Yes Boss
- Director
- Aziz Mirza
- Studio
- Venus Movies
- Release Date
- 18 July 1997
- Language
- Hindi
- Budget
- ₹5.00 Cr
- Box Office
- ₹23.00 Cr
Review
Adi Chopra's *Yes Boss* is a film that knows exactly what it wants to be—a slick romantic comedy wrapped around a morality tale—and executes it with surprising grace. Shah Rukh Khan and Juhi Chawla have genuine chemistry that crackles on screen, moving beyond the typical Bollywood posturing to deliver moments of actual vulnerability. The premise, however sleazy it sounds on paper, becomes oddly humanizing once Rahul's internal conflict takes center stage. Chopra keeps the pacing brisk, the humor landing more often than not, and he resists the temptation to make this a straightforward "lover boy gets girl" story. Instead, he's interested in how compromise and complicity corrode the soul—how easy it is to rationalize selling pieces of yourself for a bigger apartment and a business card. It's the kind of thematic weight that catches you off guard in what could've been pure fluff.
Where the film stumbles is in its tonal inconsistency. The early stretches celebrating Rahul's moral bankruptcy feel too comedic, almost celebratory, which undercuts the later redemption arc's emotional punch. Naseeruddin Shah, brilliant as always, deserves more screen time to flesh out Siddharth as something other than a caricature of privilege run amok. And the climax, while satisfying, trades nuance for Bollywood convention—a couple of sharper scenes here could've elevated this from "very good" to "genuinely great." Still, this is craftsman-like filmmaking that trusts its audience to appreciate char
Storyline
Rahul's grinding away at his job, desperate to make it big, when he stumbles into the perfect side hustle—keeping his boss Siddharth's dirty secrets under wraps!

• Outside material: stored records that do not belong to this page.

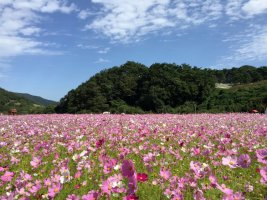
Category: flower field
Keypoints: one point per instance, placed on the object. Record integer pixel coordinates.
(146, 157)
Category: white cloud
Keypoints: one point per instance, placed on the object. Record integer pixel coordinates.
(251, 45)
(19, 20)
(101, 60)
(84, 14)
(254, 7)
(127, 20)
(83, 46)
(104, 51)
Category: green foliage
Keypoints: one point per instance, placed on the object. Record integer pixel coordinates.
(165, 88)
(9, 100)
(37, 99)
(23, 105)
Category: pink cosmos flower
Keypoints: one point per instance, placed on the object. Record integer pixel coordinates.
(132, 184)
(165, 174)
(213, 180)
(35, 188)
(262, 155)
(127, 168)
(78, 174)
(7, 177)
(224, 189)
(263, 173)
(142, 177)
(244, 161)
(92, 195)
(52, 191)
(234, 196)
(35, 162)
(131, 197)
(72, 197)
(99, 143)
(2, 169)
(231, 161)
(198, 195)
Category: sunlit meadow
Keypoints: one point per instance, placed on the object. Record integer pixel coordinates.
(202, 156)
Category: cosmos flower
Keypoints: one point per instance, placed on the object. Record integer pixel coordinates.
(230, 161)
(92, 195)
(243, 161)
(165, 174)
(131, 197)
(72, 197)
(127, 168)
(234, 196)
(35, 162)
(54, 189)
(7, 177)
(142, 177)
(262, 155)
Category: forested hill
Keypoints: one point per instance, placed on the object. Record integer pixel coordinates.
(24, 103)
(9, 100)
(161, 88)
(37, 99)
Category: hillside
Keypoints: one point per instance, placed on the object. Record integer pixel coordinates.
(168, 88)
(37, 99)
(9, 100)
(239, 98)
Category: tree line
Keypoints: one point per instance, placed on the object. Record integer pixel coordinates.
(166, 88)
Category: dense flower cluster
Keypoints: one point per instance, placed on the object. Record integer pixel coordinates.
(89, 157)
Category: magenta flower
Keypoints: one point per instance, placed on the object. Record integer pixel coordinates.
(262, 155)
(35, 162)
(99, 143)
(234, 196)
(213, 180)
(72, 197)
(106, 187)
(52, 191)
(92, 195)
(132, 184)
(142, 177)
(7, 177)
(165, 174)
(230, 161)
(224, 189)
(127, 168)
(263, 173)
(244, 161)
(78, 174)
(198, 195)
(131, 197)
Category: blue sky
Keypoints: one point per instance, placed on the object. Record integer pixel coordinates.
(48, 47)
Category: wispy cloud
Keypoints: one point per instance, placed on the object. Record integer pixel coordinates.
(104, 51)
(19, 22)
(101, 60)
(250, 45)
(84, 46)
(128, 21)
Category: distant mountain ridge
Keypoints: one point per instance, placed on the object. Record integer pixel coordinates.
(168, 88)
(36, 99)
(24, 103)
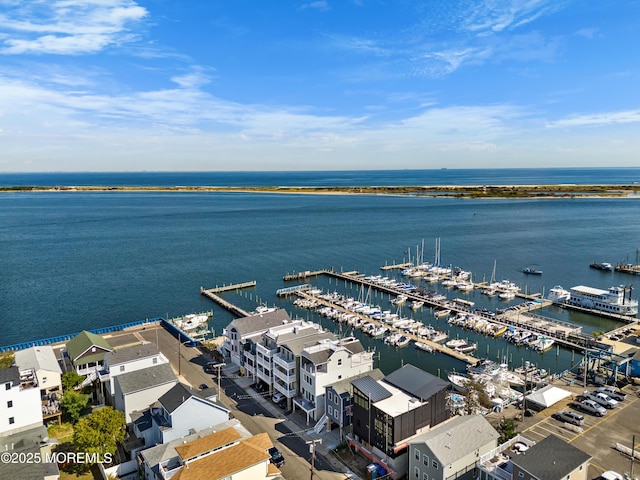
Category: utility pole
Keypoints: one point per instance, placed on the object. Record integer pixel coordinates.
(312, 449)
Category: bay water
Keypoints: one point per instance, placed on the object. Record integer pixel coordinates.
(82, 260)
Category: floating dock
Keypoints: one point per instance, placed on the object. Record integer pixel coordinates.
(212, 294)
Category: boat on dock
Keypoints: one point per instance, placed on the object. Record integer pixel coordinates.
(424, 346)
(531, 271)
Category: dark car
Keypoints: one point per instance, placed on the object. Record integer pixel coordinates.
(276, 457)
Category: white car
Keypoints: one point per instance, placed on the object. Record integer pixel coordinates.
(602, 398)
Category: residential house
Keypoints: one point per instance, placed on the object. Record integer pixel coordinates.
(42, 360)
(324, 363)
(549, 459)
(126, 360)
(339, 399)
(179, 412)
(226, 451)
(20, 404)
(452, 449)
(86, 352)
(28, 444)
(387, 414)
(138, 389)
(241, 331)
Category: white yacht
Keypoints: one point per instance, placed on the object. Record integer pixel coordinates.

This sleazy guy's already trapped the wealthy Sheela in his web, and Rahul's raking in serious cash playing wingman to his affairs. Then Siddharth spots Seema Kapoor, this stunning aspiring model hungry for the good life, and naturally he wants Rahul to work his magic and set her up too. Rahul goes along with it, pocketing the money, but something shifts when he actually meets Seema—suddenly this whole arrangement doesn't feel so clean anymore.
As Rahul helps Seema get close to Siddharth, they keep bumping into each other and real feelings start brewing between them, not just some transactional scheme! The plot thickens when Seema meets Rahul's mom, Sonali, a fragile woman with a weak heart who can't handle shocks, and Sheela's cousin Bhushan spreads a lie that they're already married—sending Sonali into absolute joy. To protect her, Rahul and Seema fake being a couple, but living that lie actually makes it real, and they fall genuinely in love with each other. Then Siddharth discovers their romance and tries to buy Rahul off with his dream office, basically asking him to trade Seema like she's some commodity, and that's when Rahul finally sees how pathetic he's been.
It's a beautiful moment when Rahul chooses love over his bootlicking ambitions and tells Siddharth to shove it! Seema picks Rahul, Sonali welcomes their relationship with open arms, and suddenly this whole mess transforms into something real and honest. The ending's just perfect—Rahul and Seema riding off on a scooter with "Don't Worry, Get Married" plastered on the back, laughing about how it all started, proving that genuine connection beats dirty money every single time!